Andy Quindeau Andy Quindeau

My work involves the fabrication and characterization of perpendicularly magnetized ferromagnetic insulators (here Tm3Fe5O12) that are notoriously difficult to synthesize (Theme 1). I collaborate with C-SPIN affiliates to produce spintronic devices that use spin currents to switch these ferromagnets. Ultimately, the implementation of perpendicular ferromagnetic insulators will be better than metallic devices in terms of switching efficiency and could potentially lead to dissipationless current transport in conjunction with topological insulators. 

I am also working on the ferromagnetic resonance characterization of thin films in order to quantify important properties like ferromagnetic damping as a function of temperature. My research as a C-SPIN affiliate over the last year has led to two publications: the first one involves the magnetic characterization of the perpendicular magnetic insulator thulium iron garnet, and the second one describes the first demonstration of a ferromagnetic insulator switched by a pure spin current.

My fascination for materials science arose from the fact that material properties can vary dramatically just by a change in crystal structure. Carbon, for example, possesses very good conducting properties as graphite but is one of the best insulators when a diamond. As I got more experience in the field of low dimensional electronic systems, multiferroics, and (especially) magnetism, I developed a strong desire to understand and combine different materials and properties, which is perfectly exemplified throughout the field of spintronics.

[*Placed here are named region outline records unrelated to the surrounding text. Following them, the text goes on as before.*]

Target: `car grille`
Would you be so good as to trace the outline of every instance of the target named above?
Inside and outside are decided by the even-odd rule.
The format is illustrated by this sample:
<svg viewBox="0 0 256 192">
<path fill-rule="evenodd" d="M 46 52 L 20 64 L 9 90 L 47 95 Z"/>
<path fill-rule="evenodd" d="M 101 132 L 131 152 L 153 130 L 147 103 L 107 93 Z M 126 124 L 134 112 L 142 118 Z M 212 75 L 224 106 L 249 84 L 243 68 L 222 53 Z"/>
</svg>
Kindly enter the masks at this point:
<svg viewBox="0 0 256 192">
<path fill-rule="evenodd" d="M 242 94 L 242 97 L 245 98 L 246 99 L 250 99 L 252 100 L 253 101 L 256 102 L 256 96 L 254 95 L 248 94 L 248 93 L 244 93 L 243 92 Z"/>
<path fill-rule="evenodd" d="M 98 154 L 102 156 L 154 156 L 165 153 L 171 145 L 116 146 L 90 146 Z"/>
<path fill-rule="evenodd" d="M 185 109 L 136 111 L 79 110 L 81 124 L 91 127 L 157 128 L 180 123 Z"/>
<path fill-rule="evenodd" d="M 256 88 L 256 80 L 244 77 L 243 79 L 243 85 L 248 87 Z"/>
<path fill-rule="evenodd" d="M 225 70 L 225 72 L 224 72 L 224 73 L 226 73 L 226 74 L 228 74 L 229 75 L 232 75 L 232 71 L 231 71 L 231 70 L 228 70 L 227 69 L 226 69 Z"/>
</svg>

I want to continue engineering-oriented research that is directed toward real device applications. I highly value my experience of fundamental research on 2-dimensional electron systems, but I believe that I am most productive in a goal-driven research/engineering environment, where a deep fundamental and intuitive understanding of a variety of physical phenomena plays a crucial role – but not the only role. This is why I am most interested in a career devoted to hands-on, state-of-the-art technology innovation in the tech industry.


James Kally, Ph.D. Candidate with Prof. Nitin Samarth at Penn State University

James Kally James Kally

I am currently working within Theme 2 to utilize topological insulators as spin injectors and spin channels. Topological insulators have the exciting property of conducting surface states where the spin of the electron is “locked” with its momentum. Since the direction of the current defines the electron’s spin orientation in a topological insulator, they could be very efficient for switching a magnet. In particular, I work with topological insulators Bi2Se3 and (Bi,Sb)2Te3, which I grow by molecular beam epitaxy on a variety of substrates in Prof. Nitin Samarth’s lab at Penn State.  

I am also working with other C-SPIN groups on 1) interfacing topological insulators with ferromagnetic insulators and graphene, and 2) growing topological insulator thin films for magnetic junctions. I have various publications in progress as a first author and as a contributing author; they all indicate that topological insulators could be efficient for spin devices. As an undergraduate, I studied the opening of a gap in the energy states in NdNiO3 by electron tunneling as the material undergoes a metal-to-insulator transition.

I became involved in research through a summer internship in Prof. Jim Allen’s lab at UCSB before starting a bachelor of science program in physics at UCSB. From there it has been one fascinating project after another at UCSB, Trinity College Dublin, HRL Laboratories, and Penn State. It is so rewarding after sometimes struggling for months to finally get a material to grow properly or see exciting data. One defining moment in my second year at UCSB: I was with my advisor, his post-doc, and a scientist from Intel who was working with SRC. They were discussing an idea for magnetic logic using frustrated magnetism in a triangle pattern. That moment felt like we were planning the future of electronics. Working in spintronics leads to so many of these moments – you feel like you can create something impactful.

I am planning on moving to R&D in industry after I graduate. I want to continue developing materials for device applications. I am interested to see what advances will be incorporated in future microprocessors, and I want to be a part of those advances.